Paiute Sculpin are benthic-dwelling fish and remain strictly at the bottom of the cold waters they are found in. They hide under rocks and plants in the day and come out at night time to feed. These fish reach sexual maturity in their second and third year and will spawn in primarily May and June and live up to five years. The females lay their eggs in sites with rocky or gravelly substrate to hide their nests. Their nests will have around 120 eggs per clutch, as it was observed in Lake Tahoe. Once the fish are hatched, the fry hatch will remain in the nest for about two weeks to absorb their yolk sacs. After those two weeks the young fish leave the nest and enter the current at night to be taken downstream. In-stream structures and pollutants can potentially alter the species' distribution because they are sensitive to habitat alterations like other sculpin. They are found with many other fish species including: brook trout, cutthroat trout, and mottled sculpin and are referenced as a sister species to the Wood River sculpin.

== Diet ==
The Paiute Sculpin are benthic organisms and therefore their diet is mainly benthic consisting of a lot of aquatic insect larvae.

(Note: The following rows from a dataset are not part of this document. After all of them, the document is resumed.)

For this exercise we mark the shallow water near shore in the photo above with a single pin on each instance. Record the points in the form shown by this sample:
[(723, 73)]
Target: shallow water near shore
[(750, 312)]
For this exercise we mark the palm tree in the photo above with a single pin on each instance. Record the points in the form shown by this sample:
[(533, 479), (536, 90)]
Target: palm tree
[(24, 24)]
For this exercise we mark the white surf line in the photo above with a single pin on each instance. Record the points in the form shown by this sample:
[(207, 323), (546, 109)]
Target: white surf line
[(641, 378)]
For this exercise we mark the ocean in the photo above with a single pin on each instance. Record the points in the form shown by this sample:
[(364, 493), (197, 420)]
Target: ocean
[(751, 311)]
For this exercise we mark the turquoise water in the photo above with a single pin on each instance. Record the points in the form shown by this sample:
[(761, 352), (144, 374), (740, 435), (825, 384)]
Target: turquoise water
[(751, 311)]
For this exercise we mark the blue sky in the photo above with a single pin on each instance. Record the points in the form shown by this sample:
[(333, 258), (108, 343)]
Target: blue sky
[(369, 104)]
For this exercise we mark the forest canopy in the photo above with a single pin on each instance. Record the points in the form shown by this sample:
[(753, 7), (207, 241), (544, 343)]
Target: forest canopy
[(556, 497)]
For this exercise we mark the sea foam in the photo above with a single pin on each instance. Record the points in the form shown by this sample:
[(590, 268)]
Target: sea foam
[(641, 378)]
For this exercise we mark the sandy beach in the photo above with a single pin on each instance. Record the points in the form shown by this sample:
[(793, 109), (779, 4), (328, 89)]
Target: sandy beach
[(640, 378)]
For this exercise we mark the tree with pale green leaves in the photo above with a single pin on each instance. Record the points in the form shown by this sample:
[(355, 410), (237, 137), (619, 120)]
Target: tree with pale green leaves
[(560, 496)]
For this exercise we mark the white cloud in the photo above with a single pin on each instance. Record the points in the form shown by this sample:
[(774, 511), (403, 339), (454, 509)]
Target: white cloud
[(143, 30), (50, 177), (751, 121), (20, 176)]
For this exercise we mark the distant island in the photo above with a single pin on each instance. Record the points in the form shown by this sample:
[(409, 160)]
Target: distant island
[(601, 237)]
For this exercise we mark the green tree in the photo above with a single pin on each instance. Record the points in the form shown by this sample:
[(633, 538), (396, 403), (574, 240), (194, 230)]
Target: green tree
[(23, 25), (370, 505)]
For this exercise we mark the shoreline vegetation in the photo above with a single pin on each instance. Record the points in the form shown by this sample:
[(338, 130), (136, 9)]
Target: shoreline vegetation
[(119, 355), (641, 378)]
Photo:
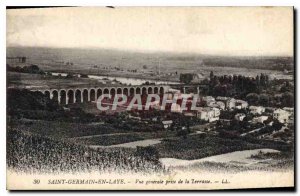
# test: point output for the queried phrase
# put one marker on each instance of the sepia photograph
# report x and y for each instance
(150, 98)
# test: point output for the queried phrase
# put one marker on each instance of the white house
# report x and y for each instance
(256, 109)
(218, 104)
(259, 119)
(208, 99)
(281, 115)
(228, 101)
(208, 114)
(167, 123)
(240, 116)
(241, 104)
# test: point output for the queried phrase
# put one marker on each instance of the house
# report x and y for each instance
(256, 109)
(221, 105)
(208, 114)
(290, 110)
(281, 115)
(167, 123)
(240, 116)
(259, 119)
(176, 108)
(228, 101)
(241, 104)
(208, 99)
(218, 104)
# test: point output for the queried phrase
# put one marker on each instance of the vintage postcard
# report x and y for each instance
(150, 98)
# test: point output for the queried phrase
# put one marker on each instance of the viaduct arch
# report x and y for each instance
(79, 95)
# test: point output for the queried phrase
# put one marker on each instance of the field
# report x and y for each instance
(148, 65)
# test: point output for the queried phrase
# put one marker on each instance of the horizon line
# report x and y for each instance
(157, 51)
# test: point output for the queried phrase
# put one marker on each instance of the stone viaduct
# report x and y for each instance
(80, 95)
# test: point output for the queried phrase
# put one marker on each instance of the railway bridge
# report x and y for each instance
(89, 94)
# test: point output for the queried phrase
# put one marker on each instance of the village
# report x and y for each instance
(223, 115)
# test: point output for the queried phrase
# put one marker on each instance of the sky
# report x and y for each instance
(237, 31)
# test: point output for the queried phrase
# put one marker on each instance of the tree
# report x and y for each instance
(287, 99)
(264, 99)
(252, 98)
(186, 78)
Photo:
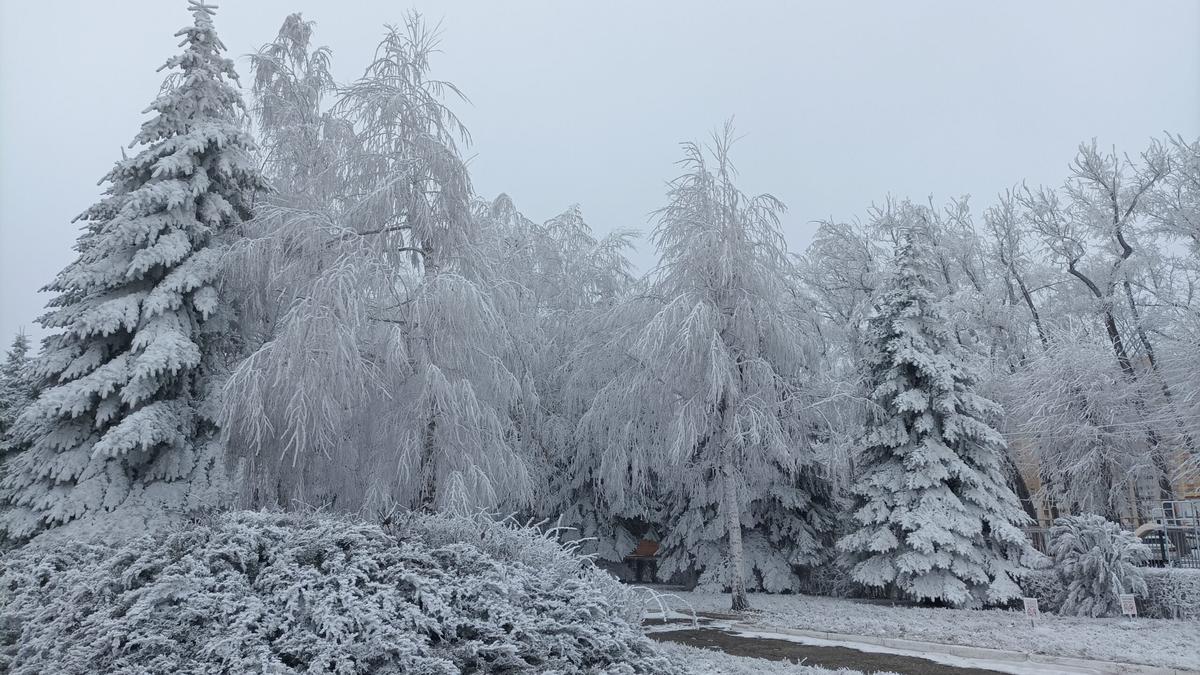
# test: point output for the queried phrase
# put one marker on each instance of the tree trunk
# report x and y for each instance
(733, 525)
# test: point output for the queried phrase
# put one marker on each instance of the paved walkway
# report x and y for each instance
(826, 656)
(873, 653)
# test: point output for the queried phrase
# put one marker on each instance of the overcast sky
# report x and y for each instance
(840, 103)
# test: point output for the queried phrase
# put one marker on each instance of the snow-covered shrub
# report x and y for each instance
(1045, 585)
(265, 592)
(1171, 593)
(1097, 561)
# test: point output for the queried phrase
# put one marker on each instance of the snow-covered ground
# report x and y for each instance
(1151, 641)
(709, 662)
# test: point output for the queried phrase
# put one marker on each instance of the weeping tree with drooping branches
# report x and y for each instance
(379, 371)
(701, 408)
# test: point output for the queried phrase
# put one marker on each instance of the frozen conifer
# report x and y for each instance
(935, 518)
(119, 419)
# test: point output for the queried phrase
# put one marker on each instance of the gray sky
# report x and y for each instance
(839, 103)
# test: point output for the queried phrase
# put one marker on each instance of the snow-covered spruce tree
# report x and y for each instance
(702, 406)
(16, 386)
(1096, 561)
(120, 418)
(935, 518)
(381, 365)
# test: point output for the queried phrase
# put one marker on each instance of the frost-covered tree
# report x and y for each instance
(935, 517)
(379, 370)
(702, 404)
(1096, 561)
(558, 279)
(1078, 418)
(120, 419)
(16, 386)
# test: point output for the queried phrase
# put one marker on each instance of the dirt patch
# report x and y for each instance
(827, 657)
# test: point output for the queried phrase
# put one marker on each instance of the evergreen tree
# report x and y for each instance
(16, 387)
(119, 420)
(935, 518)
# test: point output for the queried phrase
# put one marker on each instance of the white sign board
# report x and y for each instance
(1128, 604)
(1031, 607)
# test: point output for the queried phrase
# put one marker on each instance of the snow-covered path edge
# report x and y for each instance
(1019, 663)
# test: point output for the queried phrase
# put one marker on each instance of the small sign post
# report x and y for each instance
(1128, 604)
(1031, 609)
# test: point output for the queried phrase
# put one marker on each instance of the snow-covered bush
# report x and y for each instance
(1097, 561)
(1171, 593)
(267, 592)
(1045, 585)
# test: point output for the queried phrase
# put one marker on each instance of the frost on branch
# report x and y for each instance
(935, 518)
(139, 322)
(1096, 561)
(261, 592)
(697, 420)
(379, 366)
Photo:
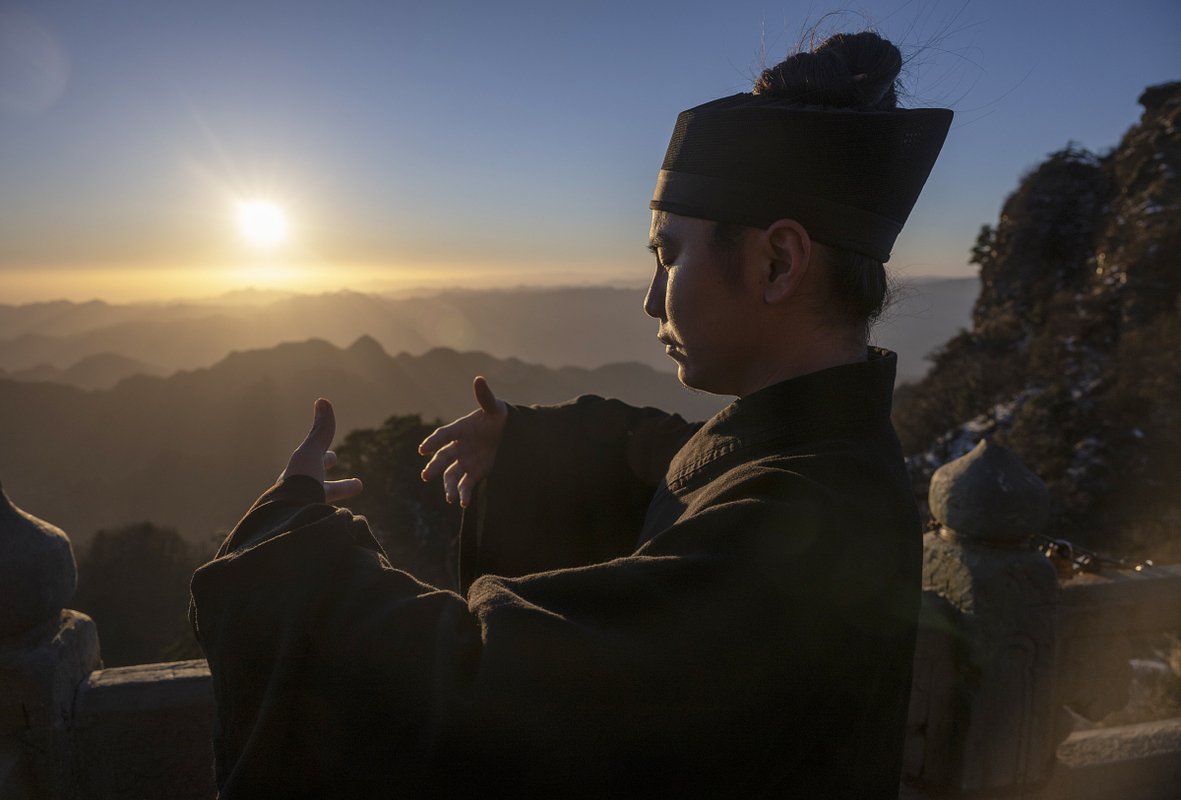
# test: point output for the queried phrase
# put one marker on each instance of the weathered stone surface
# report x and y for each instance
(989, 494)
(1101, 613)
(37, 570)
(1129, 762)
(38, 681)
(145, 732)
(998, 714)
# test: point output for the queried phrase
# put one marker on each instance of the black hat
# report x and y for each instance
(849, 177)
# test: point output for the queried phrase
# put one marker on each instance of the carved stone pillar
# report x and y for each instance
(45, 652)
(985, 717)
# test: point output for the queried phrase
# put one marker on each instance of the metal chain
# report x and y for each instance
(1068, 555)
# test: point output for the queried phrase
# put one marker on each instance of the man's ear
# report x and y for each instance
(789, 255)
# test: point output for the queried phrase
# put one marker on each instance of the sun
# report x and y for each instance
(262, 223)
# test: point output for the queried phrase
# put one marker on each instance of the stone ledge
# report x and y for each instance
(1122, 603)
(144, 732)
(1130, 762)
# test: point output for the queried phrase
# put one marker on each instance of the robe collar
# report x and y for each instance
(804, 408)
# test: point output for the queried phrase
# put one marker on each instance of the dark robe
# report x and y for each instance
(745, 629)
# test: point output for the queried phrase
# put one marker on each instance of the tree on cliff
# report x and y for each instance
(1071, 358)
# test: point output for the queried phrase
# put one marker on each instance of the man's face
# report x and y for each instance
(700, 298)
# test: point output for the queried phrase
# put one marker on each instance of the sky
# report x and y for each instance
(478, 143)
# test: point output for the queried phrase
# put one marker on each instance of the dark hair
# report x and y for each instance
(855, 71)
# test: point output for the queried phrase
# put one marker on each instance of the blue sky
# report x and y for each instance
(476, 143)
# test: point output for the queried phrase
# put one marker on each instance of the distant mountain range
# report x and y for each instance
(191, 450)
(574, 326)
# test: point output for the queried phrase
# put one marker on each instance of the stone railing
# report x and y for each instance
(1003, 648)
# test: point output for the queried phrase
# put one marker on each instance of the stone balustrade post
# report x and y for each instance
(985, 717)
(45, 654)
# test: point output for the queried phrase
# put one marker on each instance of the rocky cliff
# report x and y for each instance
(1072, 356)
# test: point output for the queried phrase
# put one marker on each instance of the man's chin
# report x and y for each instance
(693, 382)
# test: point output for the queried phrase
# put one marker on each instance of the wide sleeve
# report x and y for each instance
(690, 667)
(571, 486)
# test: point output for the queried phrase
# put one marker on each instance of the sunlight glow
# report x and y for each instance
(262, 223)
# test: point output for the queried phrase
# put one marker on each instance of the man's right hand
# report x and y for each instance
(464, 450)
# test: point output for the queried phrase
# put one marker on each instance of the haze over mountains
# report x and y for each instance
(581, 326)
(182, 414)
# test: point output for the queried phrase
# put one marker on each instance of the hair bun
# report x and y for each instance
(845, 71)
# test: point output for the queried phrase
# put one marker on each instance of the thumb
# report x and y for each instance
(484, 395)
(324, 427)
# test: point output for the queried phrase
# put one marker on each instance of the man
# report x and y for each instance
(647, 607)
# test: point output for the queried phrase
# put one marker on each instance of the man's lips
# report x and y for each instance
(671, 346)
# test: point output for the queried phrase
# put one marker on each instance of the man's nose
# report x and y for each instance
(653, 301)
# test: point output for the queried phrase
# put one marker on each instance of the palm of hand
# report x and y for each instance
(464, 450)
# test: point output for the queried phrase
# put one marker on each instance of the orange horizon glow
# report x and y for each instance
(171, 284)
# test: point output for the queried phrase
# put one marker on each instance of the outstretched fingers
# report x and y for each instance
(441, 460)
(341, 489)
(451, 476)
(484, 395)
(439, 437)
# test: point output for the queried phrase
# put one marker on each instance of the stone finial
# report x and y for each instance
(989, 494)
(37, 571)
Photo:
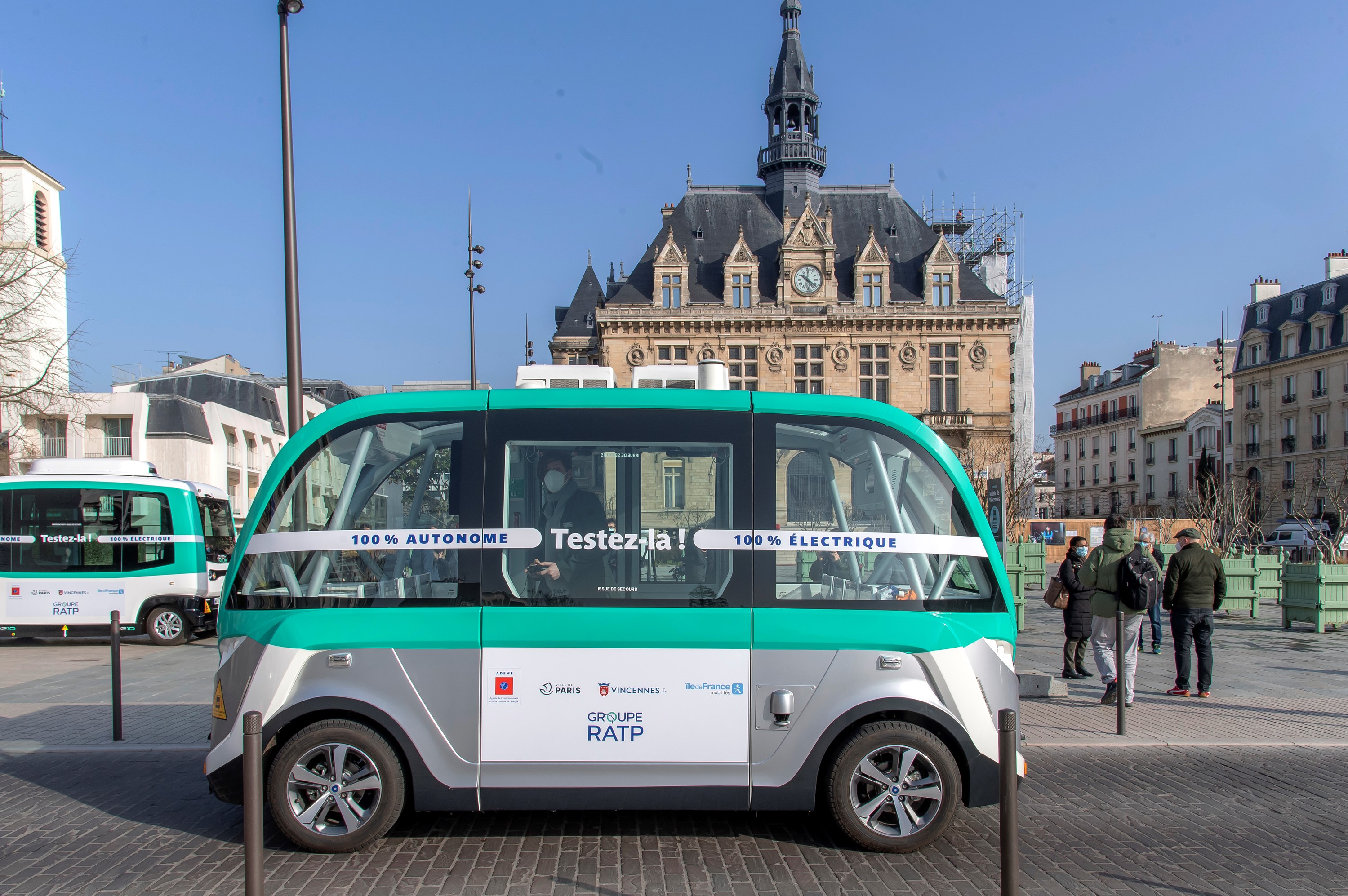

They also will eat aquatic beetles, snails, water mites, algae, and detritus. Bottom-dwelling Paiute sculpin will feed on mostly detritus and algae while it was found more shallow-water sculpin will eat more of the benthic species like chironomid larvae. They will feed primarily at night as it is easier to ambush and capture their prey when they have limited visibility. It has also been observed that their feeding varies with seasonality.

== Conservation ==
The Paiute sculpin is not currently listed but is found in freshwater systems in California and Nevada co-occurring with Lahontan cutthroat trout, cui-ui, and bull trout all of which are listed IUCN species. Their movement has been known to be restricted by anthropogenic disturbance, effecting the long-term population viability for those in that area. In the Sagehen Creek watershed they have been met with some difficulty from the invasive signal crayfish. The crayfish are encroaching on the sculpin habitat and have been found to be affecting growth rates and gut fullness.